18 Van der Feltz, Deel I (1896), p. 318.
19 Zie ook HR 12 september 2003, NJ 2003, 694.
20 In de s.t. en de repliek van Pick & Pack en Henzen wordt omstandig op de gang van zaken bij het hof ingegaan.
21 Later vernummerd tot art. 12, zie daarover met vermelding van vindplaatsen mijn conclusie vóór HR 12 september 2003, NJ 2003, 694.
22 Van der Feltz, Deel I (1896), p. 282, 283.
23 Hugenholtz/Heemskerk (2006), nr. 135 en 155.

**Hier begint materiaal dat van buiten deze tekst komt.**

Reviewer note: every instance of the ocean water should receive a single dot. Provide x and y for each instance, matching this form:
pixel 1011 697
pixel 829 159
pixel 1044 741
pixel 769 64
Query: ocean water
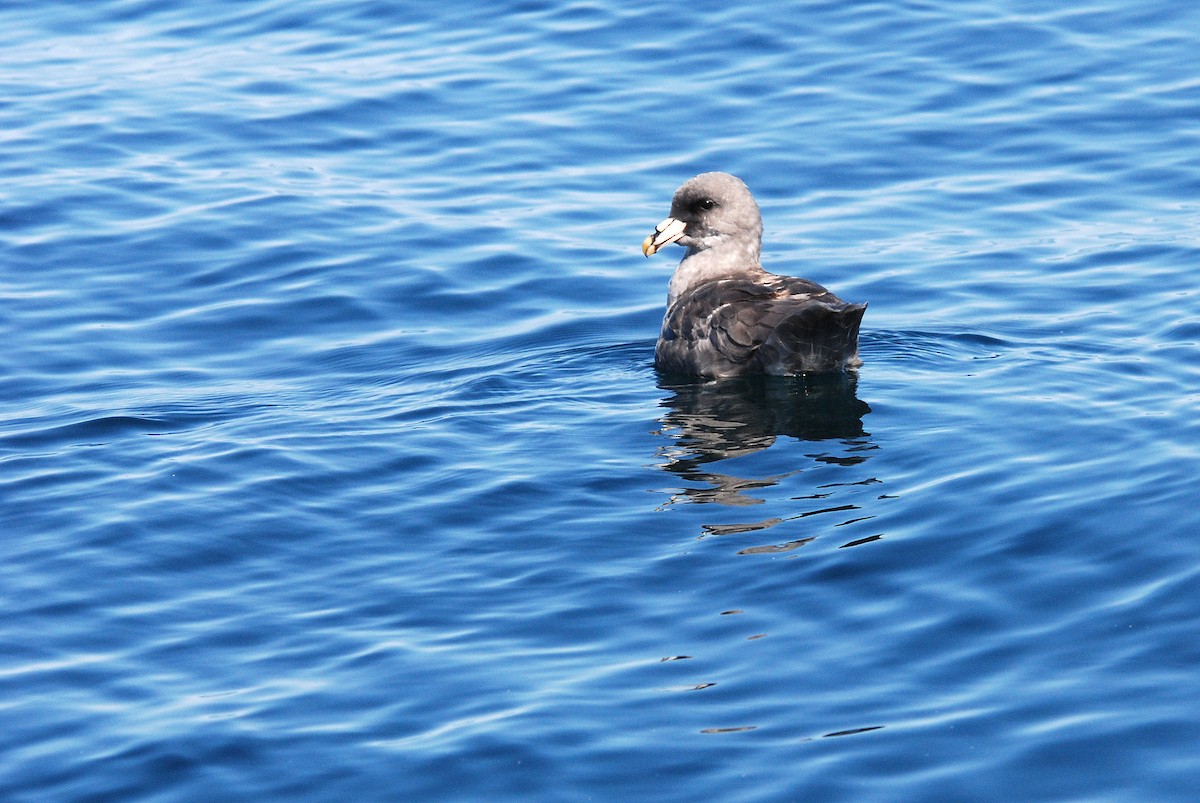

24 Kamerstukken II, 27 824, 2000-2001, nr. 3, p. 2, 3. N.J. Polak, Faillissementsrecht, bewerkt door M. Pannevis, Kluwer Deventer 2005, p. 362 Polak wijst er evenwel op dat, zo daar aanleiding voor zou zijn, de regels van de verzoekschriftprocedure analoog kunnen worden toegepast.
25 Dit geldt eveneens onder het huidige recht voor het rechtsmiddel van herroeping, zie HR 7 maart 2003, JOL 2003, 126.
26 Vgl. HR 20 juli 1916, NJ 1916, 1096. Zie bijvoorbeeld Van Buchem-Spapens, a.w., p. 9, 10
27 Zie bijvoorbeeld HR 12 maart 2004, NJ 2004, 321.